Hola manu, 4 o 6 canales, 60[W] por canal, en clase A? mmm calentaría más que una estufa eso jeje. 

Te puedo dejar esta dir:

http://www.digisec.co.za/ras/

Ahí hay un par de clases A, de hasta 32[W] (de mayor potencia creo que no eh visto en clase A). Deberías armar tantos como canales quieras. 
Qué uso tenés pensado darle?

Saludos


----------



## lalex (Nov 16, 2008)

trata de especificar el voltaje y corriente?
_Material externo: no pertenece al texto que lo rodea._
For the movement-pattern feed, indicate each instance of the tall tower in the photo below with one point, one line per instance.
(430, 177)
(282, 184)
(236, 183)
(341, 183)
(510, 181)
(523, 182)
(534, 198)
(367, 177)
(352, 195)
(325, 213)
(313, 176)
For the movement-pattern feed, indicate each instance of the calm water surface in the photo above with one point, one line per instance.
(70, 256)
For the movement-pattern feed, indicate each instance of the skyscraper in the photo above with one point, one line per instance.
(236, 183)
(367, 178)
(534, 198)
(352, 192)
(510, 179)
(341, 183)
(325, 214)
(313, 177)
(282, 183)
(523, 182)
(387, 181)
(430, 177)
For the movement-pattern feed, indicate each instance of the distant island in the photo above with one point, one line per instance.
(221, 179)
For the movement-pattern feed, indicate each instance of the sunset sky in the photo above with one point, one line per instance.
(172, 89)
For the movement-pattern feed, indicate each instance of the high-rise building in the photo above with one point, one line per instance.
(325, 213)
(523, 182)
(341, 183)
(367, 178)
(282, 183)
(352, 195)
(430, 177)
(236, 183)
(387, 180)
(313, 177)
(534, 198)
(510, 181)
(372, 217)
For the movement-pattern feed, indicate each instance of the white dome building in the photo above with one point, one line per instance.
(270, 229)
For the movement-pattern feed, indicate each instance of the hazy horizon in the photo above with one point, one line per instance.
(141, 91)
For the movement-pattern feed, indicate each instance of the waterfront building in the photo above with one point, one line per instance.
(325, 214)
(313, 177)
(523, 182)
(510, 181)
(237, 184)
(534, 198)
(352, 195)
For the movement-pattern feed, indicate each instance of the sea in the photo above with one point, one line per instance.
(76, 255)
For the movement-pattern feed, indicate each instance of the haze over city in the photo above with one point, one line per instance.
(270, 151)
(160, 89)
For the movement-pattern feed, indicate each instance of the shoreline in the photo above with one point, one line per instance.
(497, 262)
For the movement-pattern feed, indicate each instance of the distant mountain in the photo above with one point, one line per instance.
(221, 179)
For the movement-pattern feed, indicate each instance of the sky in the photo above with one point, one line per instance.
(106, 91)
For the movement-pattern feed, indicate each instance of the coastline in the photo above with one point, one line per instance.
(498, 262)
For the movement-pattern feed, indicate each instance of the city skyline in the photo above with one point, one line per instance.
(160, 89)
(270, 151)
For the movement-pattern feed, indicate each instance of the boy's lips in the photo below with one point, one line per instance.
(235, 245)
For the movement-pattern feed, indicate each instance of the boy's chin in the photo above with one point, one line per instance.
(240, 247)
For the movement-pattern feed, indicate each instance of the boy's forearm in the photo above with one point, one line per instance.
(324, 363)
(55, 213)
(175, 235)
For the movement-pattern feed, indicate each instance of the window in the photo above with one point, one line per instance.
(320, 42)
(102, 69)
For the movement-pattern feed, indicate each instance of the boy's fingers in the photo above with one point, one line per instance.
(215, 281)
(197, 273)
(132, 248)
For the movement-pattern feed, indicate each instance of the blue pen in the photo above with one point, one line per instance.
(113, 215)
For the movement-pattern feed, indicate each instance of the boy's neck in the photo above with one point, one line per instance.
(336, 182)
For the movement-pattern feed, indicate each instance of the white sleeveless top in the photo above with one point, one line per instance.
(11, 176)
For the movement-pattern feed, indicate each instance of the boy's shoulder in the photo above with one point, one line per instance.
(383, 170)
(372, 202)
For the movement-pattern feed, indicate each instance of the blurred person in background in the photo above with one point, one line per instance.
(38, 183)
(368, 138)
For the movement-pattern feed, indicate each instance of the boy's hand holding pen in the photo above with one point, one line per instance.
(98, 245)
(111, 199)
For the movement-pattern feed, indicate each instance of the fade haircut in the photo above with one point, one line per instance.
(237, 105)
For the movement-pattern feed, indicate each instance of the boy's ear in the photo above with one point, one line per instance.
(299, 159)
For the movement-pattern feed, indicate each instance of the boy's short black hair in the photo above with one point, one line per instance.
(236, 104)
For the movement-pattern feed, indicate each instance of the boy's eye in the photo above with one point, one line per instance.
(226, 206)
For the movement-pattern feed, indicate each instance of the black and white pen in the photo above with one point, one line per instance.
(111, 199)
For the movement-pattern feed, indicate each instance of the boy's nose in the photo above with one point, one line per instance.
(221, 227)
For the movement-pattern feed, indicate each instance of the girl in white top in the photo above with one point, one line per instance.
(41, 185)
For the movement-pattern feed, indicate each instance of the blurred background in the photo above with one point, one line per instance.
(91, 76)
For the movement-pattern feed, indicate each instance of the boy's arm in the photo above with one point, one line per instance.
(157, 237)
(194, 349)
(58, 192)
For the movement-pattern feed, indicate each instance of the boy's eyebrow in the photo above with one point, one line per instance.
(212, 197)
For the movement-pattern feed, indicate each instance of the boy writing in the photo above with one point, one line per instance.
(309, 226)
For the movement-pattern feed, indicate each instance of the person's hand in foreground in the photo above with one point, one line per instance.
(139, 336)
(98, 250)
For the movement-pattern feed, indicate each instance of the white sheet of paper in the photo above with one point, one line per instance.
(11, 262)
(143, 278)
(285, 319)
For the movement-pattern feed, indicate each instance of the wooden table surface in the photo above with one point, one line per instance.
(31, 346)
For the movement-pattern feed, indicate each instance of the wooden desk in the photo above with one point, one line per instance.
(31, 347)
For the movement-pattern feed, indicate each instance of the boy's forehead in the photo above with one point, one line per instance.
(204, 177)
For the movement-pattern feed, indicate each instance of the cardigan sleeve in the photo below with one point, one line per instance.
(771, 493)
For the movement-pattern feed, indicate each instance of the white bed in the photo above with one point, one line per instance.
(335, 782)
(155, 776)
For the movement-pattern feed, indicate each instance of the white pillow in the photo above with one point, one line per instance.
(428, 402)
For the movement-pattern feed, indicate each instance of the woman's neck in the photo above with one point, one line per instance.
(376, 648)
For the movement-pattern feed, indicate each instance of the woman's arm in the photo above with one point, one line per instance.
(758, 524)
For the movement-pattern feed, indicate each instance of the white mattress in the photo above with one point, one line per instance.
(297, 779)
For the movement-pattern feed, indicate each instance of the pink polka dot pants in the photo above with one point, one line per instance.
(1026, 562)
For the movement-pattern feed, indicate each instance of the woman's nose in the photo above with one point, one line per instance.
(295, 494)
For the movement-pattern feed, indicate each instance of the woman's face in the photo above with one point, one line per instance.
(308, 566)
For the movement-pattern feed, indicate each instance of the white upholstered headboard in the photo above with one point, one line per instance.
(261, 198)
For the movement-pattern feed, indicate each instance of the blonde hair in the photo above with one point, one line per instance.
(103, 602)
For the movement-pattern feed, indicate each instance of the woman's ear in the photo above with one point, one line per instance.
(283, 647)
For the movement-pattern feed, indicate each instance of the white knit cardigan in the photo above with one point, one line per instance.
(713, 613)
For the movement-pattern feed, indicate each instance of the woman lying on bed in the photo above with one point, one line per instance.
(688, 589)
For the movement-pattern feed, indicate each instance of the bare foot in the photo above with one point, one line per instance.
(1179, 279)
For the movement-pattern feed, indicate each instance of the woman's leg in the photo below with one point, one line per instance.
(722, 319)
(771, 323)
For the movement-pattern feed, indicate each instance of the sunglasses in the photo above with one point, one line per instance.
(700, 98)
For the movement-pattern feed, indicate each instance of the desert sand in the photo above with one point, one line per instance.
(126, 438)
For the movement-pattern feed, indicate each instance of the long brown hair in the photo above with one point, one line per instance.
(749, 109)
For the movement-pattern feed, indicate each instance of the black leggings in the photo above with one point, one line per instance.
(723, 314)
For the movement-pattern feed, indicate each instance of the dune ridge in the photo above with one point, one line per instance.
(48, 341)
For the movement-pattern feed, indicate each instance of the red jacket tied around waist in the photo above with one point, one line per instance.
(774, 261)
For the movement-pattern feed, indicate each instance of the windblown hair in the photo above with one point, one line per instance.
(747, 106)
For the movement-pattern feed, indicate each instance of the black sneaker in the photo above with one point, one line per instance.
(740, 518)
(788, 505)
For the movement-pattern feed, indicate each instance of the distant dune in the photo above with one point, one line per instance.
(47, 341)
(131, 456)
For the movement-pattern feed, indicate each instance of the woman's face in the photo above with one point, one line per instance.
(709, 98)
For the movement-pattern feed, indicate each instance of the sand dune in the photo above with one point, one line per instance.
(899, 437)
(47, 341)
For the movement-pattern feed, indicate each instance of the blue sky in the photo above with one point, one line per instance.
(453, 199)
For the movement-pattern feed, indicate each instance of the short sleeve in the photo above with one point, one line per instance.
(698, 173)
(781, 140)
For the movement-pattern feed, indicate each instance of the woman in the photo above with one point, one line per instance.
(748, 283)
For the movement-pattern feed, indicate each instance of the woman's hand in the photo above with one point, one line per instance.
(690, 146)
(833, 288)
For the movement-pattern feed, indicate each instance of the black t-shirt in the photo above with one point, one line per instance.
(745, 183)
http://www.pablin.com.ar/electron/circuito/audio/amp4x40/index.htm


ahi tenes uno, yo lo estaba por armar, pero me dijieron q no tira los 40w... 

sino.. aca tenes otro

https://www.forosdeelectronica.com/about19073.html (recomendable, re completo)

bueno fijate..


----------



## Cacho (Nov 16, 2008)

manu_sonata dijo:
			
		

> ando buscando un amplificador de 60W por 4 o 6 canales clase A



A la pelotita...
Hagamos un poquito de la fea matemática que rige estas cosas.
Un amplificador Clase A tiene una eficiencia de entre el 20 y 30% en los mejores casos (van del 12 al 22% usualmente). Usemos 25% para partir diferencias y hacer números fáciles. Para seguir manteniéndonos en lo fácil, supongamos que no tenemos pérdidas.
Si 60W son el 25%, entonces la potencia total son 240W.
Si hay 4 canales de esos, la potencia consumida es de 960W.
Si son 6 canales, 1440W.
Te darás cuenta de que tu amplificador es, poco más o menos, una plancha semi industrial, ¿no?.
Más aún, tenés que mantenerlo suficientemente frío, así que el radiador que necesitás va a ser, más o menos, del tamaño de un gabinete de computadora. ¿Estás seguro de que buscás eso?.
Mejor cambiá las especificaciones...
Saludos


----------



## Yoangel Lazaro (Nov 16, 2008)

Te recomiendo clase B ó Clase AB con las especificaciones de potencia antes mencionado


----------